Am Montag und Dienstag tagen in Warendorf entscheidende Gremien, um zu entscheiden, ob der Herpes-Turnierstopp wie bei der FEI verlängert wird. Baden-Württembergs Verbandspräsident Gerhard Ziegler will sich für einen früheren Re-Start zum April einsetzen.

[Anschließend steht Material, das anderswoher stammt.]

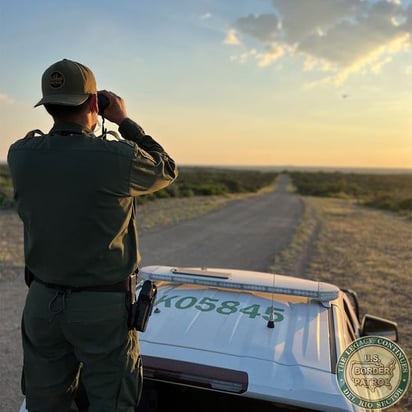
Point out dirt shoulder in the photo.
[0,193,412,412]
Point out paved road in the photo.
[0,176,303,412]
[140,176,303,271]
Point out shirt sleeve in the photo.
[119,118,178,196]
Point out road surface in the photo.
[0,176,304,412]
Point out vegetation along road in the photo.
[140,175,304,271]
[0,171,412,412]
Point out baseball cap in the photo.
[34,59,97,107]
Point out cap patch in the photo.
[50,72,65,89]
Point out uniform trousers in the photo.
[22,281,142,412]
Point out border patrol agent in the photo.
[8,59,178,412]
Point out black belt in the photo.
[30,272,130,293]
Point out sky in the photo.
[0,0,412,168]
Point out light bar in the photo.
[142,355,249,394]
[139,268,339,302]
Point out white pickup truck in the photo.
[20,266,398,412]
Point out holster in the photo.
[129,274,157,332]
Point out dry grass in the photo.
[0,188,412,412]
[274,197,412,412]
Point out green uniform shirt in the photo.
[7,119,177,287]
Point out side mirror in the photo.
[360,314,399,342]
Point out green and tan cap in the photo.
[34,59,97,107]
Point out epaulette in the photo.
[24,129,44,139]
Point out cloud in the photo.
[225,0,412,83]
[0,93,15,104]
[200,12,212,20]
[223,29,240,46]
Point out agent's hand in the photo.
[99,90,127,125]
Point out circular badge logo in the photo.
[336,336,410,409]
[49,72,64,89]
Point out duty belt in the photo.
[26,268,132,293]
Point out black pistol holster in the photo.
[129,273,157,332]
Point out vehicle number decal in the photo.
[156,295,285,322]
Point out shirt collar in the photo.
[50,122,95,137]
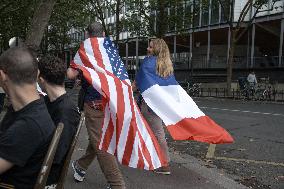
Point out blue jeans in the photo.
[0,93,6,113]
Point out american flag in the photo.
[71,37,167,170]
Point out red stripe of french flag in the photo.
[72,38,167,170]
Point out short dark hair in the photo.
[0,47,38,84]
[38,55,67,85]
[86,22,104,37]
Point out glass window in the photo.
[221,0,231,23]
[201,0,210,26]
[211,0,219,24]
[193,0,200,27]
[184,0,193,28]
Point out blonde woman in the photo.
[135,39,174,175]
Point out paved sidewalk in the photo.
[65,123,246,189]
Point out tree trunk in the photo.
[115,0,120,47]
[156,0,168,38]
[26,0,56,49]
[227,29,236,96]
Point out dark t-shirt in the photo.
[82,78,102,102]
[0,99,55,189]
[44,94,80,185]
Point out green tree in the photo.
[122,0,199,37]
[218,0,278,96]
[0,0,39,51]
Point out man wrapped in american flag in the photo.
[67,22,167,188]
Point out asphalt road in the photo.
[169,98,284,189]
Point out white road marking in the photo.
[200,106,284,116]
[214,157,284,167]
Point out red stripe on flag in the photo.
[90,37,105,69]
[114,78,125,154]
[167,116,234,144]
[121,117,137,165]
[78,43,94,69]
[137,145,144,169]
[136,104,168,169]
[102,108,114,151]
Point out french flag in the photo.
[136,56,234,144]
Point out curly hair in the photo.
[38,55,67,85]
[151,38,174,77]
[0,47,38,84]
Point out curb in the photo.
[170,149,249,189]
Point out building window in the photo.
[211,0,219,24]
[184,0,193,28]
[193,0,201,27]
[201,0,210,26]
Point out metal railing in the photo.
[187,88,284,102]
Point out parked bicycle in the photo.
[186,82,201,96]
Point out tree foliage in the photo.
[0,0,39,49]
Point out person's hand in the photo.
[74,79,81,87]
[67,68,79,79]
[131,81,137,92]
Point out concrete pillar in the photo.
[207,30,211,68]
[246,32,250,68]
[125,41,128,70]
[174,35,177,64]
[226,28,231,65]
[188,33,193,77]
[135,37,139,74]
[278,18,284,67]
[250,24,255,68]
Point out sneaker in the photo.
[154,166,171,175]
[72,161,86,182]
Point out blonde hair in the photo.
[151,38,174,77]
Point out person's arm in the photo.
[0,157,13,175]
[67,68,79,80]
[131,80,137,92]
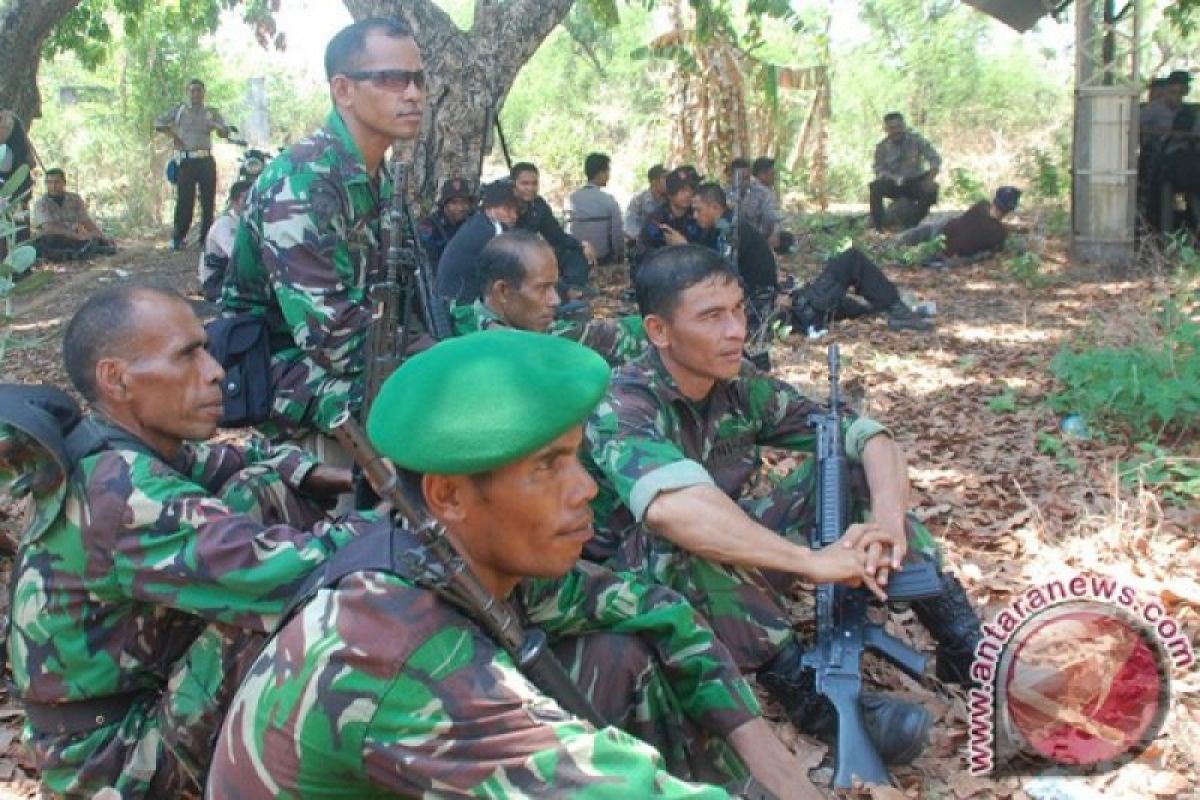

„Die Herpes-Situation, die von den großen internationalen Turnieren in Spanien und Doha kommt, ist schlimm, aber nicht übertragbar auf die Lage vor Ort in den Regionen“, findet Gerhard Ziegler, der am Montag nach Warendorf fährt, um an den Sitzungen der AG der Landesverbände und an jener des Beirates Sport teilzunehmen. Ziegler ist auch Präsidiumsmitglied. „Meine persönliche Einschätzung, die ich nach Gesprächen mit Tierärzten gewonnen habe“, so der Ditzinger Wirtschaftsprüfer, „ist, dass wir national wieder zum 1. April mit Turnieren beginnen können“. Dann seien über Ostern auch Trainingstage und Sichtungswettbewerbe für Kaderreiter möglich, weil diese auch laut Corona-Verordnung zulässig sind, so Ziegler. In anderen mitgliederstarken Landesverbänden gebe es eine ähnliche Tendenz, so dass eine Rückkehr ins Turniergeschehen – zumindest was den Zuständigkeitsbereich der FN angeht – wahrscheinlich ist.
Im FN-Präsidium gibt es unterschiedliche Meinungen zum Re-Start. Mannheims Reiterpräsident Peter Hofmann, der im Führungsgremium für die Veranstalter spricht, hat sich auf Anfrage des Reiterjournals für eine einheitliche Linie mit der FEI ausgesprochen (rok).